The Music: A Novel Through Sound

 でもって5月25日(土)は岩壁音楽祭でひさしぶりにDJしてきました。なんかこう、チャラい、カルチャー感のある選曲だったのでどうなるか不安でしたが、おもしろがってくれた人もいらっしゃってうれしかった。自分のプレイはこんな感じだった↓

 ↑はDJフロアで、ほかのエリアはまあだいたいこんな感じの場所でこんな感じでブチ上がってました

 ロケーションもアクトも良かった(交通の便がネックか)ので、ぜひ高畠で続いてくれないものかと思う。あるいはもっと音楽イベントを誘致できるようになったら……。

 地元に戻ってもあんまり地元で遊んでなかったんでコネとか知人とかマジでいないんですが、イベントやってる方々と知り合えたりしたのもよかった。

 一番びっくりしたのは客層がめちゃくちゃ若かったこと。主要な年齢層は20代なかばとかじゃないのかな。運営の方々も若いしラインナップもフレッシュ。東京から来たという人もいたしマジでなんなんだろうな。
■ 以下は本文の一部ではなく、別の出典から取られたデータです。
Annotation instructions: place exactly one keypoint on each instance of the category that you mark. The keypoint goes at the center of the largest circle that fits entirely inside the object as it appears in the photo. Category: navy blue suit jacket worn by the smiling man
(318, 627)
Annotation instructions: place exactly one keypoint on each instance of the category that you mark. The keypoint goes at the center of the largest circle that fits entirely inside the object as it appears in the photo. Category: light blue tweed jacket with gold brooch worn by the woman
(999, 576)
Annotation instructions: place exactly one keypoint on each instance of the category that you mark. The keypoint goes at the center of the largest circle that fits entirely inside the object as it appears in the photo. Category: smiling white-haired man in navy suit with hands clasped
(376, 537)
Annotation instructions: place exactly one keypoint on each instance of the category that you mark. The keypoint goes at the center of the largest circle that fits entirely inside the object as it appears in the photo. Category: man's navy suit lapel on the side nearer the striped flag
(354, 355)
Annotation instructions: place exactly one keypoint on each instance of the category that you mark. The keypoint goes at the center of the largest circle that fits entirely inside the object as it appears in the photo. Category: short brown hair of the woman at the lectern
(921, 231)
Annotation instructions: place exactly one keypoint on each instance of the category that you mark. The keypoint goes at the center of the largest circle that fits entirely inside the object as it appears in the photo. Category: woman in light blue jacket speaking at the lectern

 個人的にうれしかったのは、声をかけてくださった方から上に貼ってる中田ヤスタカ論について感想いただいたりしたことですかね…… しかも鶴岡の方で。いつも「こんな文章求められているのだろうか、でもこの機会に書きたいこと、自分が書くべきと思っていることをちゃんと書くべきだろう」と不安がりながら書いていて、特に今回はそれが強かったから、「わー、おもしろがってくれてる人がいる!」と素朴に感動。

 関係ないですが「ほめて箱」でもナタリーに書いたAI作曲に関する論考を評価してくださる方がいて、あれは「生活」に関心を移す前に自分の考えていたことの総決算みたいなところがあったからそれもめちゃくちゃうれしかった。ありがとう。

英語ブログ更新(江沼郁弥)、note更新報告、エディットを最近よくつくっている

 日記やらなくなってから新譜紹介と寸評もいきおいやらなくなったのだが、備忘録くらいはあっていい気もする。月イチくらいでやるか? ちなみに良かったリリースは月ごとにつくってあるSpotifyのプレイリストにほうりこんである。サブスクにないやつをまとめておけないから悩ましいね~。まあデータやCDで買ってあるから日付順に見ていくとわかるんだけど。

imdkm.com

 英語ブログ更新。江沼郁弥のソロデビュー作『#1』について。ほんといいアルバムなので、邦ロックに馴染みない人でも(むしろそういう人のほうが)聴いて欲しいですね。

note.mu

 noteにエッセイを投げておいたら、なんかこれまでで一番読まれた。よかった。「生活」というテーマは今度掲載されるハズの中田ヤスタカ論(そんな長くないです)でも扱っていて、その流れでいろいろ考えていたので書いた。最近ベンヤミンをちょっと読んでいてそれに感化されているふしもある。

 最近エディットをよくつくっている。今度DJするからってのもあんだけどStudio Oneにだんだん慣れてきてふつうに楽しい。

 そういうわけで岸壁音楽祭、近づいてまいりましたね。楽しみ。